The surface area of a hemisphere has two parts - the curved surface area (CSA) and the total surface area (TSA). The CSA is 2πr^2, while the TSA is 3πr^2, where r is the radius of the hemisphere. The volume of a hemisphere is (2/3)πr^3.

The curved surface area (CSA) of a hemisphere is the area of the curved outer surface, and it is calculated as 2πr^2. The total surface area (TSA) includes the CSA plus the area of the circular base, which is calculated as 3πr^2.

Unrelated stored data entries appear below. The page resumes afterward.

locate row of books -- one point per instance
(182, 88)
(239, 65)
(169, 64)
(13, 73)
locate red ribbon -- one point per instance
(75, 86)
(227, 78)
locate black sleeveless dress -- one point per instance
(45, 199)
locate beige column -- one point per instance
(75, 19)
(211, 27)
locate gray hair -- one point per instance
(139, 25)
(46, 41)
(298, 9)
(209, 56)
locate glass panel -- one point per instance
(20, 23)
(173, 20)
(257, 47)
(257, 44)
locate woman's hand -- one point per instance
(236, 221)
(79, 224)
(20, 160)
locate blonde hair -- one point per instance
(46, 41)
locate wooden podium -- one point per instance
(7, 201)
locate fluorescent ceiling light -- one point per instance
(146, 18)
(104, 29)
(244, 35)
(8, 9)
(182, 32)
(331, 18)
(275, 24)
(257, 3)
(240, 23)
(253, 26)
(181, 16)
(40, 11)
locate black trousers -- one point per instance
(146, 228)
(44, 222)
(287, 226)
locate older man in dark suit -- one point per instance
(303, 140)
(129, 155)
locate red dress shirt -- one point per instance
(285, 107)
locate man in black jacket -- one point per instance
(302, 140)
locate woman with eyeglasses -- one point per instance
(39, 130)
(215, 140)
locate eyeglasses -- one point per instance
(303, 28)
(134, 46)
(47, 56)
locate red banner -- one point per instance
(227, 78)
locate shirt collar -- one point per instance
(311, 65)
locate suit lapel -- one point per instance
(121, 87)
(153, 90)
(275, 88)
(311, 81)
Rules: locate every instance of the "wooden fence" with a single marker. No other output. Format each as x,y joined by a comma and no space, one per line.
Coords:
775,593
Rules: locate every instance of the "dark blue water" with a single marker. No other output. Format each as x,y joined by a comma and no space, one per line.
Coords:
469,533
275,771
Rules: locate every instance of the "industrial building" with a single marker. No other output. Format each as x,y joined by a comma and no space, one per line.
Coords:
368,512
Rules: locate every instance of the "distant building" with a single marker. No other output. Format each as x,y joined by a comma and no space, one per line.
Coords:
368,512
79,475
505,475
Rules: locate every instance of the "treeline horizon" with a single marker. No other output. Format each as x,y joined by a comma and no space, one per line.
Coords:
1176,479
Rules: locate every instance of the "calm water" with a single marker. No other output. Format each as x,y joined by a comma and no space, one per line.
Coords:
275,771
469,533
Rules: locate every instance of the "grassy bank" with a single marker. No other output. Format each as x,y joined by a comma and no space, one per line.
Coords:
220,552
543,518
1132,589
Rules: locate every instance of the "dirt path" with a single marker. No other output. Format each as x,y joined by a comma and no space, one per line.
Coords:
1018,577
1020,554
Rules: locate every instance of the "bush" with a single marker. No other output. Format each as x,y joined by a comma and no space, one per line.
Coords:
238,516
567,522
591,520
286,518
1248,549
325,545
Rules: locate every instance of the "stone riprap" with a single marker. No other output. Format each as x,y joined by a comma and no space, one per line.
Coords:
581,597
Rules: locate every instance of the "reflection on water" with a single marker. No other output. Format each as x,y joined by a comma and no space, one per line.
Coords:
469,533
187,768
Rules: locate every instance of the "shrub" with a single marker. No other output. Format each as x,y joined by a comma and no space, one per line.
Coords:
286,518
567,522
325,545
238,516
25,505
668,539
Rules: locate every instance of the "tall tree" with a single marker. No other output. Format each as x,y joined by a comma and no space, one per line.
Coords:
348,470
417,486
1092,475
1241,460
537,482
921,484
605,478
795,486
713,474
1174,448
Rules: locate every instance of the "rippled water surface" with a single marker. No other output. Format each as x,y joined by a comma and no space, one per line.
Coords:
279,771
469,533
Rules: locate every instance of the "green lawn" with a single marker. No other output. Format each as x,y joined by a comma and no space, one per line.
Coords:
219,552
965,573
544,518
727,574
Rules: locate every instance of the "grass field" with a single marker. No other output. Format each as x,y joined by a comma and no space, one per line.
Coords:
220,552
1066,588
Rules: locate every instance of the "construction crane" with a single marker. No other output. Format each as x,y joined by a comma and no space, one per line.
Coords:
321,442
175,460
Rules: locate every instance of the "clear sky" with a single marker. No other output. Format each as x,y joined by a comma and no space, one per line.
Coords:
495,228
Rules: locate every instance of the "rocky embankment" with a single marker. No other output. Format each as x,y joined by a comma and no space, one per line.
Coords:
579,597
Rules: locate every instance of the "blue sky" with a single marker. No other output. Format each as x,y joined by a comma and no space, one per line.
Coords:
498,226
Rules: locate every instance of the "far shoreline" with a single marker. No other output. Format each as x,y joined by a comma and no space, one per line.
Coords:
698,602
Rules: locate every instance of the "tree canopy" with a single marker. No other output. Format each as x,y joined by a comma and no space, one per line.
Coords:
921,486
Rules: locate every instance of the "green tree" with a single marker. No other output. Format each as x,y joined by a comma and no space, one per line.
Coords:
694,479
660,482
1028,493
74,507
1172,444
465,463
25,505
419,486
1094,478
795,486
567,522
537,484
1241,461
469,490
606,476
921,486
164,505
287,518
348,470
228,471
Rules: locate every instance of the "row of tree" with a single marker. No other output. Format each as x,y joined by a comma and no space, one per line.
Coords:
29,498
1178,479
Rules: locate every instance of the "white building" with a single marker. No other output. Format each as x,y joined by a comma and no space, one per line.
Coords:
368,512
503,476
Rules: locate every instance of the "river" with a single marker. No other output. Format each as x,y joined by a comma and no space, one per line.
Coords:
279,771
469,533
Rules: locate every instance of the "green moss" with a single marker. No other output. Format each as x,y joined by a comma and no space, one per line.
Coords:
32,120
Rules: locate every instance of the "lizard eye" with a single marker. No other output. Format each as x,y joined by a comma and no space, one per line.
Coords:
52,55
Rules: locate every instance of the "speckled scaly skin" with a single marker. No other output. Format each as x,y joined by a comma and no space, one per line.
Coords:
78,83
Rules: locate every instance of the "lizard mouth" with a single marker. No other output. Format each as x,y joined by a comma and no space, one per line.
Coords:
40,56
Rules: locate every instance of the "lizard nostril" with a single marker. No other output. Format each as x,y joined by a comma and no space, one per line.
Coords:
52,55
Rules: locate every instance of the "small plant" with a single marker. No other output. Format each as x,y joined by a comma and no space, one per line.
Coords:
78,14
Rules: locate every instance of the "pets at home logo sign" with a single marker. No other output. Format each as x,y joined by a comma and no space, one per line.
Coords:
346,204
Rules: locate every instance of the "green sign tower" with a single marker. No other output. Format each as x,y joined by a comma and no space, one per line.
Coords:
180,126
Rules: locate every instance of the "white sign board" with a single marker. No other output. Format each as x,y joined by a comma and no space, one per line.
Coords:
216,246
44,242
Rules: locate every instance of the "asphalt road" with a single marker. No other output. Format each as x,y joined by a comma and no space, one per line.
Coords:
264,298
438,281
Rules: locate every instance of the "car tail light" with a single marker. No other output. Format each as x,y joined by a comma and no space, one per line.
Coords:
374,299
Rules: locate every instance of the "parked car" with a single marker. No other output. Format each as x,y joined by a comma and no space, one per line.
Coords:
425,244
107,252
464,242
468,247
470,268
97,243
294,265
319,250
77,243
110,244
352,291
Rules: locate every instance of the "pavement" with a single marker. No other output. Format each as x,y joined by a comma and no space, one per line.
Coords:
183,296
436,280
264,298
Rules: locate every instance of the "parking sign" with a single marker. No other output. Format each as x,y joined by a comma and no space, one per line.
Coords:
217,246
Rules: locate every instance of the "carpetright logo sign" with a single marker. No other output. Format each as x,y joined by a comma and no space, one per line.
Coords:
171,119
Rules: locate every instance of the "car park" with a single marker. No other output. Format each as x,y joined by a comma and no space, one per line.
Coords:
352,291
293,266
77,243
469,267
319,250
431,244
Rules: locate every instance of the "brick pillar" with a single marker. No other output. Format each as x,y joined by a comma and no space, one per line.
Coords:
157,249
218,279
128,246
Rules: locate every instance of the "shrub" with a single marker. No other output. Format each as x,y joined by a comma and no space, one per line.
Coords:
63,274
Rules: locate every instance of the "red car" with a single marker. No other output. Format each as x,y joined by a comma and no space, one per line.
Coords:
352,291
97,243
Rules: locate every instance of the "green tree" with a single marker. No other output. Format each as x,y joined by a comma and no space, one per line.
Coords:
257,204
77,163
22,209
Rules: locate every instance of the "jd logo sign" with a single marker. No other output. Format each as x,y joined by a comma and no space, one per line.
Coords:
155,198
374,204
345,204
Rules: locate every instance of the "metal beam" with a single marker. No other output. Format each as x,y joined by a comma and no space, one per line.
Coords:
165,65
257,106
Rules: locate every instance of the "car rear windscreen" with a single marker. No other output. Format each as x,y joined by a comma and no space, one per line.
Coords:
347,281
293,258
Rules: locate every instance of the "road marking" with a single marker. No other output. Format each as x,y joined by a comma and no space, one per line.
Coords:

The formula for the total surface area (TSA) of a hemisphere is 3πr^2, where r is the radius of the hemisphere. This includes the curved surface area (2πr^2) plus the area of the circular base (πr^2).

The total surface area (TSA) of a hemisphere is 3πr^2 because it includes both the curved surface area (2πr^2) and the area of the circular base (πr^2). The TSA represents the complete outer surface area of the hemisphere.

The total surface area (TSA) of a cylinder is the sum of the curved surface area (2πrh) and the area of the two circular bases (2πr^2).

The TSA of a hemisphere is 3πr^2, where r is the radius. This includes the curved surface area (2πr^2) and the area of the circular base (πr^2).